English holidaymakers are highly unlikely to encounter anybody north of the border who is remotely phased by their accents. (Hundreds of thousands of English people live in Scotland).

But people considering a UK staycation might well read about alleged Scottish anglophobia, including, as it happens, in this week’s Telegraph.

Might that put them off coming to Scotland? Ironically, the pretext for some of the flimsier “SNP hates English” stories is concern about hotels and restaurants. I am not sure such businesses will be delighted with the coverage.

Prof Mitchell knows the rank and file of Scottish nationalism better than most. Does he think they hate the English?

“Anglophobia is probably no more prevalent in the SNP than in Scottish society which, of course, doesn’t make it defensible,” he said. “Politically, anti-Tory attitudes can mutate or at least manifest themselves as anti-English attitudes.

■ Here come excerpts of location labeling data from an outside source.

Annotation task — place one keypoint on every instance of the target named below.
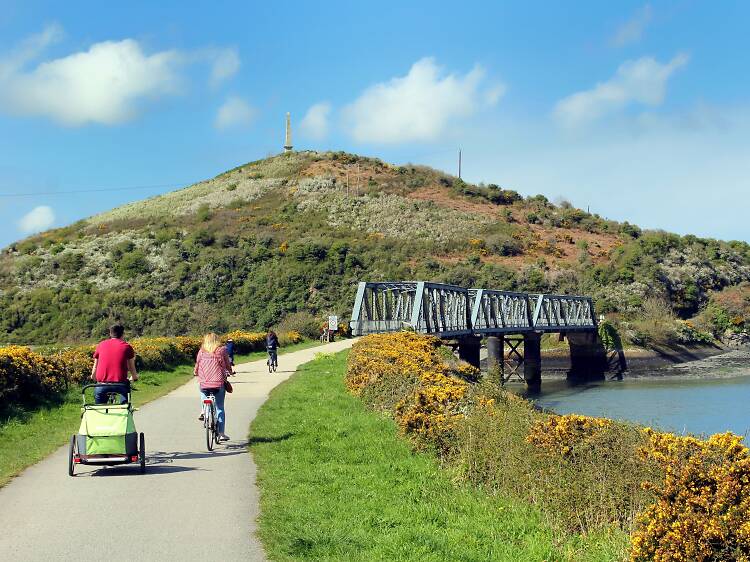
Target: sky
(636, 111)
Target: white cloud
(641, 81)
(632, 30)
(315, 122)
(105, 84)
(226, 63)
(234, 113)
(418, 106)
(38, 219)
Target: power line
(96, 190)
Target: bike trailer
(107, 435)
(108, 429)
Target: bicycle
(273, 360)
(210, 421)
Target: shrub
(656, 323)
(303, 323)
(403, 373)
(131, 264)
(27, 378)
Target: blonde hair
(211, 342)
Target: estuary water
(700, 397)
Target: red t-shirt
(113, 355)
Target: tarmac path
(190, 504)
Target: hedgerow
(28, 378)
(681, 498)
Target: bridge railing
(430, 308)
(450, 311)
(500, 311)
(562, 313)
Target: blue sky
(637, 110)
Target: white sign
(333, 323)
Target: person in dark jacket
(272, 345)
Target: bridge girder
(449, 311)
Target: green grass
(338, 483)
(27, 439)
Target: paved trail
(118, 514)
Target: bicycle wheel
(71, 464)
(142, 454)
(210, 428)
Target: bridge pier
(588, 358)
(495, 352)
(532, 360)
(469, 348)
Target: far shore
(678, 362)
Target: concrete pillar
(495, 351)
(532, 360)
(588, 358)
(469, 348)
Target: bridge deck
(450, 311)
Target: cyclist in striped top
(212, 367)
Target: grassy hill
(285, 239)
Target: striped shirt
(212, 368)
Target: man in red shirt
(113, 360)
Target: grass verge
(255, 355)
(28, 438)
(338, 483)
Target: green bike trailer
(107, 436)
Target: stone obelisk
(288, 137)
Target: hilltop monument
(288, 137)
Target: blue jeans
(219, 394)
(101, 392)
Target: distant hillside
(286, 238)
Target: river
(699, 397)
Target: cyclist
(212, 366)
(114, 362)
(230, 350)
(272, 345)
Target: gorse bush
(702, 508)
(682, 498)
(28, 378)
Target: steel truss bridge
(448, 311)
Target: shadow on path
(276, 439)
(162, 457)
(134, 470)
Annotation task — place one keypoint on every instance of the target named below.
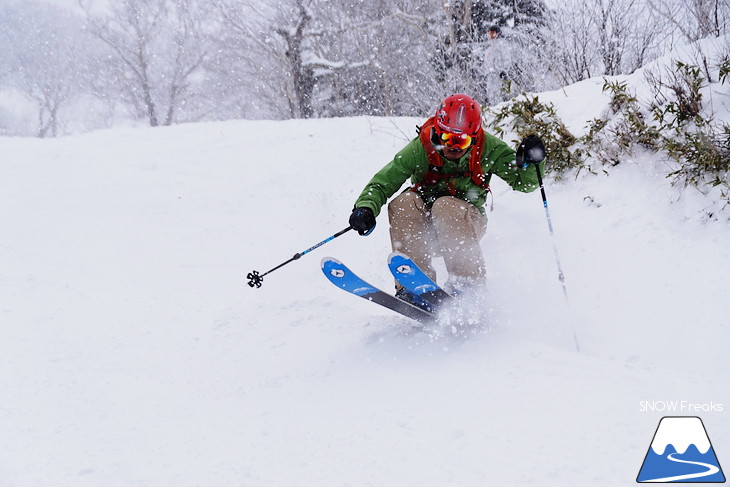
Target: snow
(134, 353)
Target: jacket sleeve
(410, 161)
(503, 158)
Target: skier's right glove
(362, 220)
(530, 151)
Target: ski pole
(255, 279)
(532, 151)
(561, 275)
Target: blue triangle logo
(681, 452)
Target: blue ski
(342, 277)
(415, 280)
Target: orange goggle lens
(459, 141)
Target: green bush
(526, 115)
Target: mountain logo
(680, 452)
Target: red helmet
(458, 114)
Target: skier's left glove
(530, 151)
(362, 220)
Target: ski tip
(325, 260)
(395, 255)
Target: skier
(450, 164)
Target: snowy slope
(133, 353)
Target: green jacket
(412, 162)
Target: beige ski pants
(452, 228)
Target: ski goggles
(458, 141)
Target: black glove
(530, 151)
(362, 220)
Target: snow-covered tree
(44, 58)
(156, 52)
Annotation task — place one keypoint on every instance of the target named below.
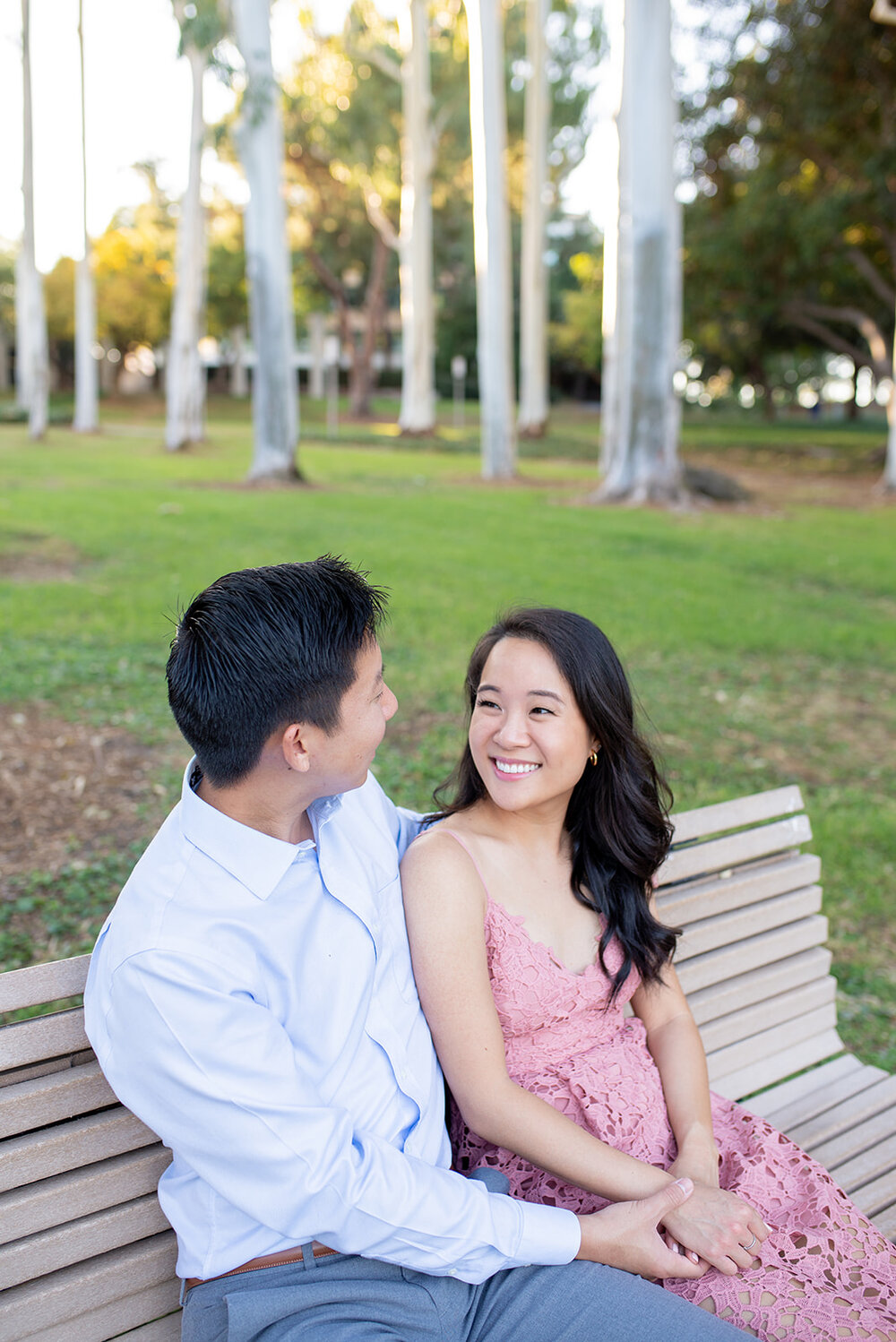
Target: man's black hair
(266, 647)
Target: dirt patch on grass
(776, 485)
(34, 557)
(70, 791)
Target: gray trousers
(353, 1299)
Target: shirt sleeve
(405, 824)
(248, 1123)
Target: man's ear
(294, 745)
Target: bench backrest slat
(61, 1245)
(37, 1156)
(733, 815)
(45, 1037)
(37, 1207)
(86, 1295)
(54, 1097)
(39, 984)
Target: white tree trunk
(185, 376)
(317, 383)
(4, 358)
(275, 414)
(642, 272)
(32, 315)
(239, 372)
(86, 419)
(888, 481)
(418, 414)
(23, 356)
(533, 272)
(491, 239)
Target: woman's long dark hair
(617, 816)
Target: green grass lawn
(761, 646)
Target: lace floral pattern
(826, 1274)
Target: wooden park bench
(86, 1253)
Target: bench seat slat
(709, 1004)
(802, 1097)
(746, 846)
(43, 1037)
(848, 1117)
(768, 1013)
(162, 1330)
(40, 984)
(86, 1288)
(127, 1312)
(768, 1069)
(62, 1245)
(24, 1210)
(715, 967)
(741, 811)
(54, 1097)
(45, 1069)
(731, 927)
(37, 1156)
(877, 1200)
(866, 1166)
(736, 887)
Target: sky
(138, 96)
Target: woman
(531, 925)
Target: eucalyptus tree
(768, 126)
(491, 237)
(418, 414)
(537, 205)
(200, 29)
(86, 417)
(31, 323)
(642, 272)
(259, 132)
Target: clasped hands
(717, 1228)
(682, 1231)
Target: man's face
(366, 706)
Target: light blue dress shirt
(254, 1002)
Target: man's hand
(625, 1234)
(725, 1231)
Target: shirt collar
(258, 860)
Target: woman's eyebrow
(539, 694)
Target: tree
(642, 277)
(185, 376)
(771, 113)
(86, 417)
(32, 358)
(491, 239)
(275, 414)
(533, 272)
(418, 414)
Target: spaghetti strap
(459, 840)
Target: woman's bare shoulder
(440, 855)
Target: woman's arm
(677, 1051)
(444, 908)
(675, 1045)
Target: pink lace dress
(826, 1271)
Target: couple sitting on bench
(253, 999)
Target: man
(251, 999)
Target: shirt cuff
(550, 1234)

This is common in relations between neighbours especially a larger, more powerful neighbour. I don’t think we have seen a growth in Anglophobia but we are more aware of it.”

So is the SNP, he added.

“The party and pro-independence mainstream has long been hyper-sensitive to accusations of being anti-English,” he said “It has taken steps over the years to weed out the worst culprits.”

So what explains the latest row about anglophobia? I’m not sure. Some of it will just be the way social media generates outrage, even about what amount to a couple of ill-judged jokes. But there might be more to it.

There are a lot of people who struggle to understand the rise of support for independence over the last decade or so. (I’m one of them, this is a hellishly complicated societal change). Maybe blaming “bigots” is an easy way to avoid thinking about how to reverse the trend?

Me? I think unionists, especially those south of the border, should go back to Elliot. If you really want to save a multi-national state it might be worth finding out how the old “nationalist unionists” did so, about how they liked being British but also un-English.